Localization of glycolytic enzymes in close proximity to Ca(2+) transport systems of the sarcoplasmic reticulum (SR) in cardiac cells suggests an important functional role for glycolysis in intracellular [Ca(2+)] regulation and, consequently, excitation-contraction coupling. Here, we investigated the mechanisms of regulation of SR Ca(2+) release by glycolytic sugar phosphate intermediates in cat ventricular myocytes. Experiments with permeabilized myocytes revealed that with normal cytosolic energy reserves (mm: ATP 5, ADP 0.01, phosphocreatine (CrP) 10) fructose-1,6-bisphosphate (FBP; 1 mm) and fructose-6-phosphate (F6P; 1 mm) caused a transient increase of Ca(2+) spark frequency by 62 and 42%, respectively. This effect of sugar phosphates was associated with a 13% decrease in SR Ca(2+) load. Pretreatment of the cells with an inhibitor of glycolysis, iodoacetate (IAA; 0.5 mm), did not prevent the effects of FBP and F6P on Ca(2+) sparks. Recording of single ryanodine receptor (RyR) channel activity indicated that FBP and F6P significantly increased RyR open probability.
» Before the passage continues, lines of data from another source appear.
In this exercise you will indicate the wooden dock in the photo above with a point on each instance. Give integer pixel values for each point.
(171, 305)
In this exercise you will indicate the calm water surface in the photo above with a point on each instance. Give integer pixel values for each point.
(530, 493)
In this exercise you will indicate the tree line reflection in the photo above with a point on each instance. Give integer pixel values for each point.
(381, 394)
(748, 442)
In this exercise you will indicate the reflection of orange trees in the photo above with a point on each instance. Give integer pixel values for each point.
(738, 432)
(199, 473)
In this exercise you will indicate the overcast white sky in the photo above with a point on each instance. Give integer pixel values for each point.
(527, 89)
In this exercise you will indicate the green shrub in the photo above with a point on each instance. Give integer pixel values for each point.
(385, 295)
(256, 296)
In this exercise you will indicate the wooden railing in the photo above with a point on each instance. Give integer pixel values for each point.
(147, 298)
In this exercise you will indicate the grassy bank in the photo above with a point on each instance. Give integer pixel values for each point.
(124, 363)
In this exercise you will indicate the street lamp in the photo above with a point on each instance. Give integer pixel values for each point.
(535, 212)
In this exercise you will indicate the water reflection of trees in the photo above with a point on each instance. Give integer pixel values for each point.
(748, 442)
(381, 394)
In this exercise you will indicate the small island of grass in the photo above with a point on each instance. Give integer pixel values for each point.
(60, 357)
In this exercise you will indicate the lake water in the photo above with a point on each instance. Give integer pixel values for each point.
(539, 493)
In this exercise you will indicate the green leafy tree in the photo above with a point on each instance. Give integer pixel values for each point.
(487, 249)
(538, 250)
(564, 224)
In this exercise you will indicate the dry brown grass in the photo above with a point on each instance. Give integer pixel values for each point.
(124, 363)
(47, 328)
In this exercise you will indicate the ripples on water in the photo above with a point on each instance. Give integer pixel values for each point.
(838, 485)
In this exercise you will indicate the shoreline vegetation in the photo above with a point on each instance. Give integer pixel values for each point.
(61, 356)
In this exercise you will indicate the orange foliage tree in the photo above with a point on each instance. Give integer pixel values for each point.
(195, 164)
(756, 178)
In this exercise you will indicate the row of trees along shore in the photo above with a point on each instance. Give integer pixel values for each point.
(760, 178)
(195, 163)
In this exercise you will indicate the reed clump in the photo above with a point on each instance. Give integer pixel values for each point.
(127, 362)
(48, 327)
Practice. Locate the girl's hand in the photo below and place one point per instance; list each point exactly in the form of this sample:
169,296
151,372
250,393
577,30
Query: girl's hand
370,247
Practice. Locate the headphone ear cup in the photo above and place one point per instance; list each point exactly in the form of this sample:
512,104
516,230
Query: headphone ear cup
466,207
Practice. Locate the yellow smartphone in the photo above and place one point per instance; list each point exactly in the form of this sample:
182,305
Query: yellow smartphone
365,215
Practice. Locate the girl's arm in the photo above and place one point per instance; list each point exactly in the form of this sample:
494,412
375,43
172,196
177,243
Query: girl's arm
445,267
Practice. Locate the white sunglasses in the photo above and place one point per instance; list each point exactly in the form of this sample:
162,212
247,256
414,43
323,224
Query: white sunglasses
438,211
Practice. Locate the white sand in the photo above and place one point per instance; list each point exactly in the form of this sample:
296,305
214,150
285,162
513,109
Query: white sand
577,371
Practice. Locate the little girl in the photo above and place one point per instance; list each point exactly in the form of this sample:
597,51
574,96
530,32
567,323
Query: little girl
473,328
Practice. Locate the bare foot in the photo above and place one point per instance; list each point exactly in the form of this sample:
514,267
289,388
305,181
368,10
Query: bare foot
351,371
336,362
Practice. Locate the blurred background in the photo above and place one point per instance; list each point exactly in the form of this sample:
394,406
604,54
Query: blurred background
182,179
Reduction of cytosolic energy reserves decreased Ca(2+) spark activity. Increasing [ADP] to 0.4 mm or removal of CrP ([ATP] was kept constant) caused a slowly developing decrease of Ca(2+) spark frequency by 29 and 42%, respectively. Changing [ADP] and [CrP] simultaneously decreased Ca(2+) spark frequency by 66%. This inhibition of Ca(2+) sparks was associated with a 40% decrease in SR Ca(2+) load. The subsequent addition of FBP (1 mm) partially restored Ca(2+) spark frequency and SR Ca(2+) load. This recovery of Ca(2+) sparks was blocked completely by IAA. These data suggest that at physiological ATP, ADP and CrP levels accumulation of sugar phosphates from glycolysis can stimulate SR Ca(2+) release. This effect does not require the activity of downstream glycolytic enzymes, but rather is the result of direct activation of RyRs. However, under conditions associated with depletion of cellular energy reserves (e.g. myocardial ischaemia), ATP generated from glycolysis may play an important role in maintaining myocardial Ca(2+) homeostasis by improving SR Ca(2+) uptake.